Hay tres tipos de protectores térmicos que os recomiendo:
- Aceite de Argán: que además de nutrir el cabello en profundidad e hidratarlo sin engrasar ejerce la acción de protección térmica del cabello.
- Protector Térmico con Queratina, de Kosswell, Keratin Protective que en húmedo se aplica pulverizando por el cabello aportando queratina a la fibra capilar.
- Protector Térmico en seco de Hasty Too. Se aplica con el cabello seco y deja una película sedosa y brillante perfecta para un cabello pulido.
Es cien veces mejor pasar una sóla vez la plancha despacio y sostenidamente. Lo que estropea mucho el pelo el cambio de temperatura de frio-calor de cada pasada. (Nota: Pasa la plancha sin detenerte para evitar marcas horizontales.)
Cuando estés pasando por medios hacia las puntas gira tu brazo haciendo una forma de C y mete las puntas para dentro. Así conseguirás que la punta quede hacia dentro ligeramente y sellarás las puntas.
Es mejor que antes de pasar la plancha seques tu cabello. Si no ¡te vas a dejar el pelo frito!
Es cierto, las mujeres podemos con todo y mucho más, pero si te tiembla la mano de la presión cuando pasas la plancha es que no lo estás haciendo bien. Cierra la plancha contra tu pelo, pero no hace falta que uses toda la fuerza del mundo porque no podrás deslizarla y es posible que hasta arranques algún pelo. Haz presión pero sin pasarte.

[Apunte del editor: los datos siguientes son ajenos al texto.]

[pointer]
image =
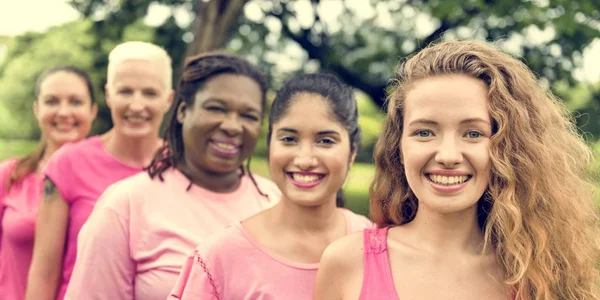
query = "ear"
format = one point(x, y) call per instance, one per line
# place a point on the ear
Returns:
point(181, 111)
point(94, 111)
point(107, 96)
point(36, 109)
point(169, 100)
point(352, 158)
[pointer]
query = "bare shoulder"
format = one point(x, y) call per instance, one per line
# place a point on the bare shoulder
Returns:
point(341, 269)
point(345, 254)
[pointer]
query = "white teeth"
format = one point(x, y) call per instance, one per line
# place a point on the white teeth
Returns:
point(63, 126)
point(135, 120)
point(226, 146)
point(305, 178)
point(448, 180)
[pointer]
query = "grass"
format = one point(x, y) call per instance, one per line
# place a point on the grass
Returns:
point(15, 148)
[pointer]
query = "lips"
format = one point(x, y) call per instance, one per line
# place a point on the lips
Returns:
point(305, 179)
point(62, 126)
point(448, 181)
point(225, 148)
point(136, 119)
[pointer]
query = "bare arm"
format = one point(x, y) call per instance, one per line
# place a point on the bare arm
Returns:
point(340, 269)
point(329, 279)
point(50, 234)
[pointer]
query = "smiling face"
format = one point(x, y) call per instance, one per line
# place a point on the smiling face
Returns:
point(309, 161)
point(446, 141)
point(138, 98)
point(221, 127)
point(64, 108)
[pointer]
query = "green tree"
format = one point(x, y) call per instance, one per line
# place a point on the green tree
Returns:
point(27, 57)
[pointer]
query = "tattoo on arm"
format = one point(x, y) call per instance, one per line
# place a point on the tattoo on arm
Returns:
point(49, 187)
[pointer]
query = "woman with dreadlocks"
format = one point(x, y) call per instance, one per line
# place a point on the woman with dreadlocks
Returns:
point(143, 228)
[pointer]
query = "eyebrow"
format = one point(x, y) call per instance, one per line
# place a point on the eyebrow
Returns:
point(434, 123)
point(323, 132)
point(222, 102)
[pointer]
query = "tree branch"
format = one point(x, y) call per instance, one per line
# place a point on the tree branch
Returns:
point(322, 52)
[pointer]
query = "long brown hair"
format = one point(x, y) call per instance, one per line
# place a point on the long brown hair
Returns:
point(30, 162)
point(197, 72)
point(538, 214)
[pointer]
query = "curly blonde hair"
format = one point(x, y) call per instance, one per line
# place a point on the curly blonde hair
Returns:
point(538, 214)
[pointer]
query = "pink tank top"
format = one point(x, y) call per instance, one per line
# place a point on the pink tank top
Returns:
point(377, 280)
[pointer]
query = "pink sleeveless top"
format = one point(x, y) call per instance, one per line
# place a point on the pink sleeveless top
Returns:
point(377, 280)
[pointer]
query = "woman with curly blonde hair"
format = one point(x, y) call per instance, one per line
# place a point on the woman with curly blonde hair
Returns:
point(482, 190)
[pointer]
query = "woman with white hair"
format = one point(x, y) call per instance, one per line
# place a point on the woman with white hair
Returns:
point(138, 93)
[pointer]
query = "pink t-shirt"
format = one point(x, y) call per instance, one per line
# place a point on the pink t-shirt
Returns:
point(142, 230)
point(81, 172)
point(18, 213)
point(232, 265)
point(377, 279)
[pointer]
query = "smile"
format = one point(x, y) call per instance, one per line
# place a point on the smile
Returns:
point(136, 119)
point(224, 150)
point(305, 179)
point(64, 126)
point(448, 184)
point(448, 180)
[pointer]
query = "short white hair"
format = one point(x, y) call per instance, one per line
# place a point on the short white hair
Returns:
point(136, 50)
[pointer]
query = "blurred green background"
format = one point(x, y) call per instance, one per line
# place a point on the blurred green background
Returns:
point(361, 41)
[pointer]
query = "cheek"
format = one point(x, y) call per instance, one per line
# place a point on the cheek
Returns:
point(83, 115)
point(278, 159)
point(251, 133)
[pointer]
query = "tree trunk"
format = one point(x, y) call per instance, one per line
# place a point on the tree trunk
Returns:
point(213, 23)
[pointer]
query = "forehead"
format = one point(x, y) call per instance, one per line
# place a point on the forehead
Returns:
point(139, 72)
point(63, 81)
point(447, 98)
point(235, 90)
point(309, 112)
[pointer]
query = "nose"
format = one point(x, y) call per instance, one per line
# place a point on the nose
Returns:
point(305, 160)
point(231, 125)
point(63, 109)
point(136, 105)
point(449, 153)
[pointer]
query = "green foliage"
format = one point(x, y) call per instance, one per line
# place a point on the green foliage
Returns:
point(28, 56)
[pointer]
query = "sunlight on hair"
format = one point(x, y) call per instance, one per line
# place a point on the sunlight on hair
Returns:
point(137, 50)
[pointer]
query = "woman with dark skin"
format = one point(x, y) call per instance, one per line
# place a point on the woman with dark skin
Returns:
point(196, 185)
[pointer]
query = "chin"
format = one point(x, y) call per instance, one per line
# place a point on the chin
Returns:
point(137, 133)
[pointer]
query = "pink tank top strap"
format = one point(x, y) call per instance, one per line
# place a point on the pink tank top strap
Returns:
point(377, 278)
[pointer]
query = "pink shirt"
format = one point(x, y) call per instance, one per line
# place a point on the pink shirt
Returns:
point(142, 230)
point(82, 171)
point(18, 213)
point(377, 279)
point(232, 265)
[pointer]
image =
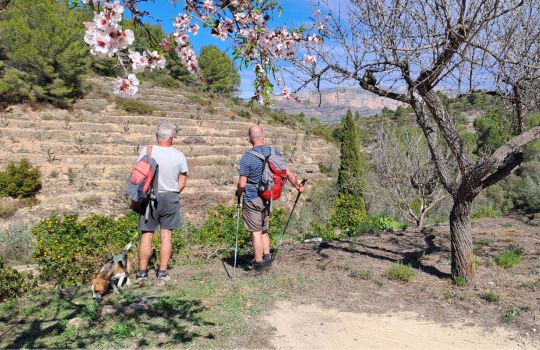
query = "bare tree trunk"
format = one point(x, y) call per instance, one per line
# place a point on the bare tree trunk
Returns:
point(3, 4)
point(461, 239)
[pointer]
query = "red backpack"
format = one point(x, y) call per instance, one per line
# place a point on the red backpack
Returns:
point(274, 175)
point(143, 184)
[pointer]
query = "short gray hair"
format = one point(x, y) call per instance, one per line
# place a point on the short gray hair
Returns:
point(255, 132)
point(165, 131)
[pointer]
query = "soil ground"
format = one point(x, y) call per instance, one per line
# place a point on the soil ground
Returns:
point(318, 295)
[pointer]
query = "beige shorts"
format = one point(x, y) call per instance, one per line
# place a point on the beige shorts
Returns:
point(256, 215)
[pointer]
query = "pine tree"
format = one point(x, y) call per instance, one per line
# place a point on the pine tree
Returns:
point(42, 52)
point(219, 72)
point(351, 170)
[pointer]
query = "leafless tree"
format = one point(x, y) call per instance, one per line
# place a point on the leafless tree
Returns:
point(407, 50)
point(406, 174)
point(3, 4)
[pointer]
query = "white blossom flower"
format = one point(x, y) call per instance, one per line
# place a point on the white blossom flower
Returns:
point(194, 29)
point(155, 60)
point(138, 62)
point(309, 60)
point(286, 92)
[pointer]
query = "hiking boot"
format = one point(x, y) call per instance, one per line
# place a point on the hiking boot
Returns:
point(267, 261)
point(141, 278)
point(162, 278)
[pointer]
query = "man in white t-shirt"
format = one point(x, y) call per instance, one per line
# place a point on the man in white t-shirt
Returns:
point(172, 177)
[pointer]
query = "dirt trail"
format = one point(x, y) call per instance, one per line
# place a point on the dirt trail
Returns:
point(312, 327)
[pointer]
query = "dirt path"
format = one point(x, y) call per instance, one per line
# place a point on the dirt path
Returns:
point(312, 327)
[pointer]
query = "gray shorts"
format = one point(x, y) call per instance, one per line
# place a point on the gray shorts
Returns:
point(256, 215)
point(166, 215)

Si planchas tu pelo con laca, espuma o gomina en él, el calor reblandecerá las resinas y gomas del producto y tu cabello parecerá sucio y apelmazado. Los productos de acabado para después.
Si coges mechones de pelo muy gruesos el calor no se reparte bien y el resultado no será el que esperas, ya que sólo darás calor a la periferia del mechón dejando el interior tal cual estaba. Para que el alisado o las ondas queden perfectas, coge mechones de un cm cómo máximo. Haz particiones. Aunque cueste un poco más aquí la máxima es Vísteme despacio que tengo prisa.